"I think she lost her cool," Anthoniussen told the press. "It can happen to anyone given the right circumstances or if you are under pressure. That doesn't make it right for a headteacher, but I can understand the situation."
Almost immediately after she made the comments earlier this month, Sonsby had apologised for shouting, “I’m so bloody tired of you Muslims ruining the teaching lessons,” at a group of disruptive students she had called into her office. She explained her outburst came after the boys started laughing at her, but added that she did not feel it amounted to racism.
Shaib Mansoor, the father of one of the children being admonished and present during the meeting, later reported Sonsby to the police for racism. He subsequently dropped the charges, saying that the media attention had succeeded in creating a debate about the issue.
The head of the school's parents' association then lent the support of parents and teachers to Sonsby, saying that teachers are regularly subject to harrassment at the hands of minority students.
“The students behave in a completely unacceptable manner,” said Peter Julius in a letter written to Fyens Stiftstidene newspaper on behalf of school staff and the school board.
Julius said he did not approve of Sonsby's choice of words, but understood her frustration that a small group of students could disrupt an entire class.
“We are not racists.
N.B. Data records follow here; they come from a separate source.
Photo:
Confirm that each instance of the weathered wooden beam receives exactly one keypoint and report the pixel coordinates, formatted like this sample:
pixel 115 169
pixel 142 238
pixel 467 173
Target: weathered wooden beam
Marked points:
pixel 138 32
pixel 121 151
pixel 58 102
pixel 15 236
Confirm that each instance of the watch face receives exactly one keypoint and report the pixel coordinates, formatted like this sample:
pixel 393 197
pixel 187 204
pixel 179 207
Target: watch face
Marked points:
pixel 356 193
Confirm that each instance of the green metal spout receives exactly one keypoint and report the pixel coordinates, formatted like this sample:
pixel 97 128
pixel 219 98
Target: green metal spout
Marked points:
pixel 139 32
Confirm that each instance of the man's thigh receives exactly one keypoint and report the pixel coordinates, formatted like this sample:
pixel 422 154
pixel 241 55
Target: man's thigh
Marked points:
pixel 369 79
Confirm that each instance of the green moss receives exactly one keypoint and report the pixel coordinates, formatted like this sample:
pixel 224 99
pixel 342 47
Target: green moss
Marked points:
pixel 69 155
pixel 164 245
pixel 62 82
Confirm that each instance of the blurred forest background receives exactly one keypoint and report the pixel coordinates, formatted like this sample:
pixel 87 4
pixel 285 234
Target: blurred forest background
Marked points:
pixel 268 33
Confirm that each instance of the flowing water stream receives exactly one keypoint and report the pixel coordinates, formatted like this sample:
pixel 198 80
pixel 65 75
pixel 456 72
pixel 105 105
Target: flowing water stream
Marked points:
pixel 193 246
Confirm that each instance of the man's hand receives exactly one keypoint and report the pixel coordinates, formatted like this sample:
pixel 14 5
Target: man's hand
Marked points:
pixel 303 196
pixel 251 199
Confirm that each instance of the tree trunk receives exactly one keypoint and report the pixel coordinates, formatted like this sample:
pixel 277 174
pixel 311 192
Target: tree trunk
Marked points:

But we must have the nerve to stand up and be honest about what is happening within the school’s walls,” he said.
He added that students involved in the bullying and name-calling “lacked the standards and values needed to succeed in a normal Danish school”.
The case, though, took an unexpected turn when it was revealed that the substitute teacher who lost control of the classroom leading to the original reprimand was Sonsby’s daughter.
Poul Anthoniussen, the head of the Odense school district, said there are no rules that would prohibit Sonsby from hiring her daughter as a substitute, but that her decision to do so was noted in the official reprimand.
After reading about the case, Carsten Halvorsen, from the small town of Assens on Funen, reported Sonsby to the police, asking them to investigate whether the comments amounted to racism.
"If you do not put the brakes on hateful propaganda, it will be devastating for integration in Denmark," he told Fyens Stiftstidene.
Sonsby declined further comment on either the case or her daughter’s employment at the school.
"I have said what I have to say and it is time to look forward," she told Fyens Stiftstidende.